The two companies had already been in business together on a film based on Sue Tilley's book Leigh Bowery: The Life And Times Of An Icon, the story of 1980s UK artist and style icon Bowery who died of AIDS in 1994. Playwright Jonathan Harvey has completed a first draft of the script. "The alliance is an outgrowth of the collaboration on Leigh Bowery," explains John Hart, who co-founded and runs Hart Sharp with Jeff Sharp. "It was an unusual subject matter but Film Four had the courage to step up at the beginning. In the process of development, we discovered that the two companies work in similar fashions. We don't develop a lot of movies, but we work to make sure that a film reaches a distinguished level in the marketplace."

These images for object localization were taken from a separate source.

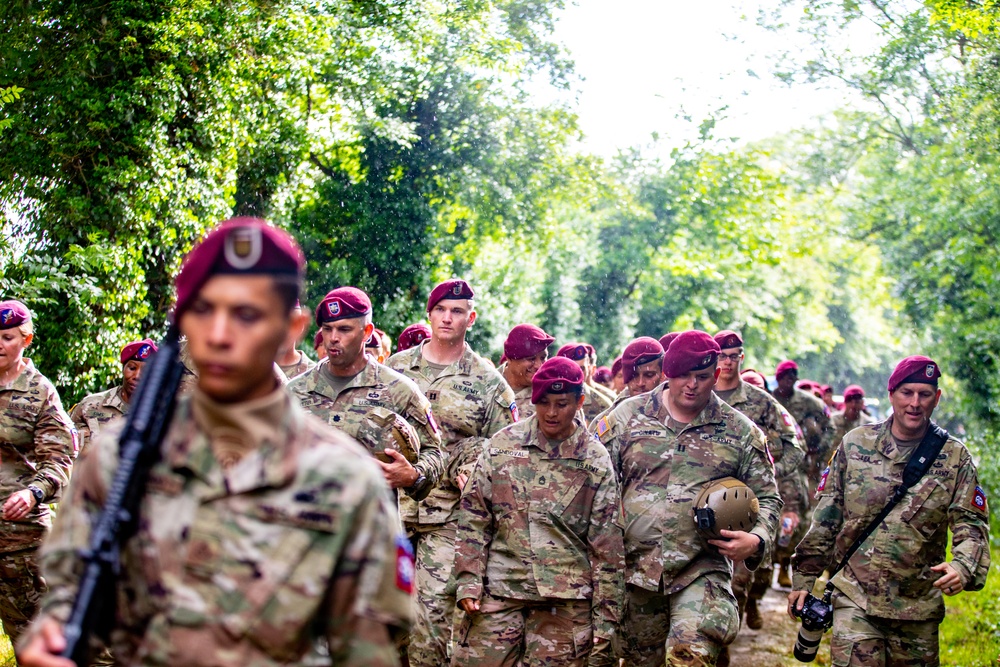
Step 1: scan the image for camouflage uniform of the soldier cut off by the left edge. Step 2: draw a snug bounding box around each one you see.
[0,359,76,642]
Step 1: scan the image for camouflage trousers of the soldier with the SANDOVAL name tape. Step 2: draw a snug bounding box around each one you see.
[451,594,593,667]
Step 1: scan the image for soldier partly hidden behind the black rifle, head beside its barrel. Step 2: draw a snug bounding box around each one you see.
[69,338,156,456]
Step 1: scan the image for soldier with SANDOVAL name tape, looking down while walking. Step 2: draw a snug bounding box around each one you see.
[452,357,625,667]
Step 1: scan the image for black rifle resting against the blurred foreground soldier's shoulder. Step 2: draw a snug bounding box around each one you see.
[62,324,184,667]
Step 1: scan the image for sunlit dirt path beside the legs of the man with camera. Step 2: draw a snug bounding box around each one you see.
[729,588,830,667]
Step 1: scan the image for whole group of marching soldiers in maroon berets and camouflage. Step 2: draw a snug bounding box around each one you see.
[0,218,989,667]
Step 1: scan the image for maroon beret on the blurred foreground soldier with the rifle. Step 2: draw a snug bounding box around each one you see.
[174,218,306,319]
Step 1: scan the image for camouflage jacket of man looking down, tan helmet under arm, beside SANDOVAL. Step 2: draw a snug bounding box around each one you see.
[594,383,781,594]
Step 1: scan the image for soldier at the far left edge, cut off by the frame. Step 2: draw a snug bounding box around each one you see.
[0,300,76,643]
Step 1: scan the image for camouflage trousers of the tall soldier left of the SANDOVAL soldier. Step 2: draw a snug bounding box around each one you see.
[407,523,462,667]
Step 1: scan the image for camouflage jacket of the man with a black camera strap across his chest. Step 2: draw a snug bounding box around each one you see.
[792,419,990,621]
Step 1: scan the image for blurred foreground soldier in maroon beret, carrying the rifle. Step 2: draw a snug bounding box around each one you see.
[19,218,412,667]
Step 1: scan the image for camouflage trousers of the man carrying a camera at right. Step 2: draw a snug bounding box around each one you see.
[830,595,941,667]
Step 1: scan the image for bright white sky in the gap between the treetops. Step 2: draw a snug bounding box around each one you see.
[555,0,868,156]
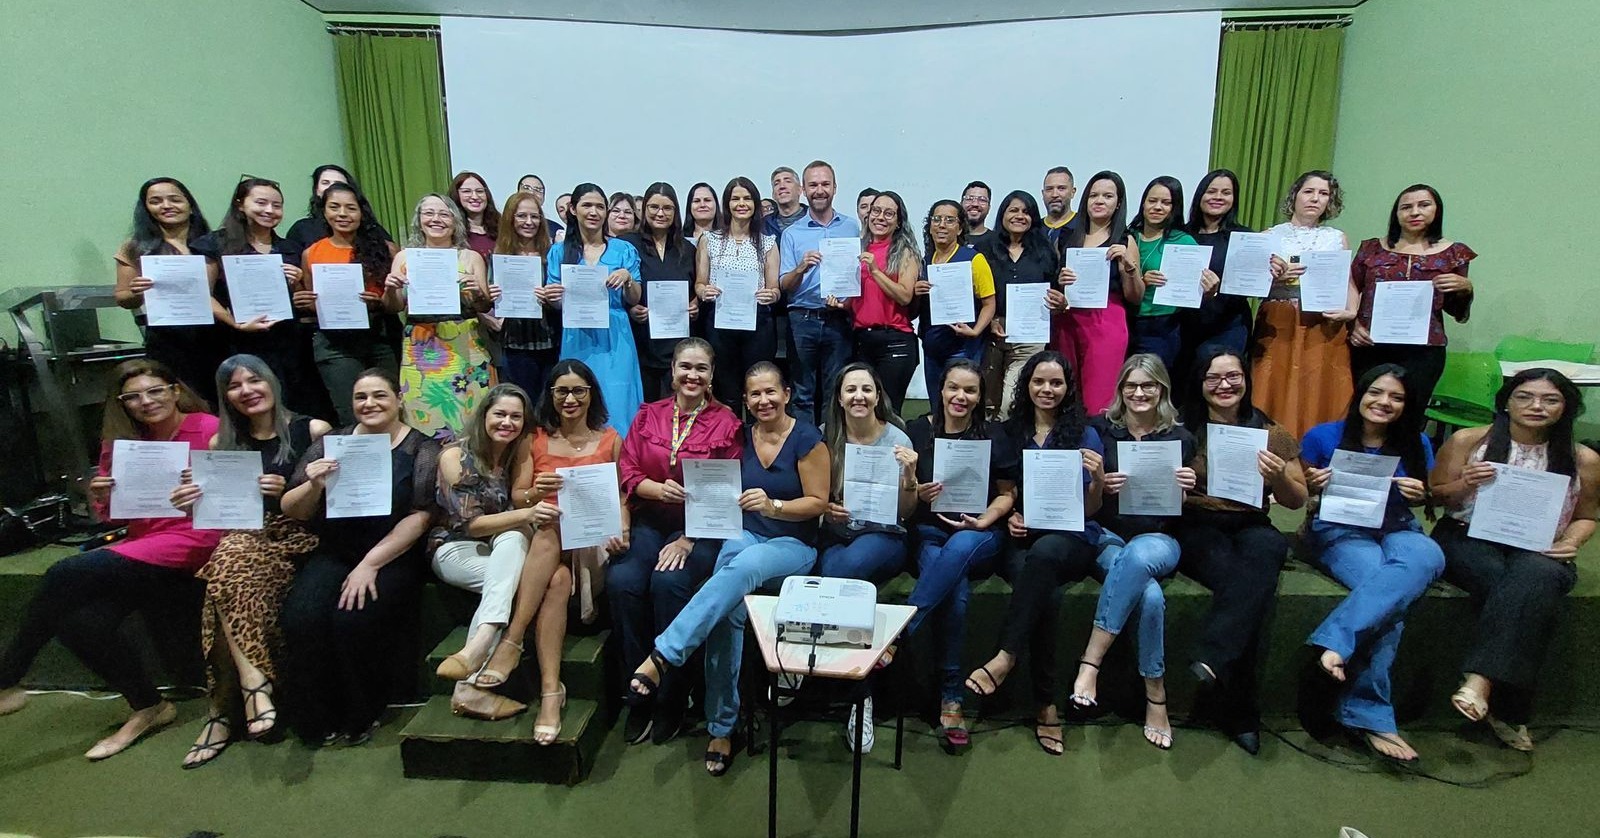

"We have the same sensibilities and found that we were both going after the same projects," adds Rebecca Yeldham, FilmFour's senior vice president of production, who brought the deal to the table with Hart Sharp's head of production Robert Kessel. Yeldham and Kessel will oversee all future projects developed and produced under the alliance. Yeldham reports to FilmFour Ltd's chief executive Paul Webster, based in London, who used to work with Kessel when both were at Miramax Films, Webster as a senior production executive and Kessel as an acquisitions vice president.

Whether the Hart Sharp projects will have access to domestic distribution through FilmFour's co-production arrangement with Warner Bros will be determined on a case by case basis, said Yeldham. "We also have great relationships with other domestic distributors such as Fox Searchlight [Sexy Beast], Paramount [Lucky Break] and Miramax [Lucky Break]," she said. Hart Sharp sold Boys Don't Cry to Searchlight and You Can Count On Me to Paramount Classics. Distribution is still pending on Hart Sharp's latest film Lift starring Kerry Washington which premiered in dramatic competition at this year's Sundance Film Festival.

The alliance gives FilmFour a presence in New York and access to the Broadway talent pool to which Hart Sharp has close ties. You Can Count On Me, for example, was the film debut of playwright and stage director Kenneth Lonergan, while the company recently bought film rights to David Auburn's Pulitzer Prize-winning Broadway play Proof.

Also on Hart Sharp's slate is The Trials Of Maria Barbella, a drama about the first woman ever sentenced to death in the US, which is set up at Miramax Films.

The deal was negotiated by attorneys Craig Jacobson of Hansen, Jacobson, Teller, Hoberman for FilmFour and Michael Hogan, chief operating officer of Hart Sharp, with Hart Sharp's outside counsel George Sheanshang.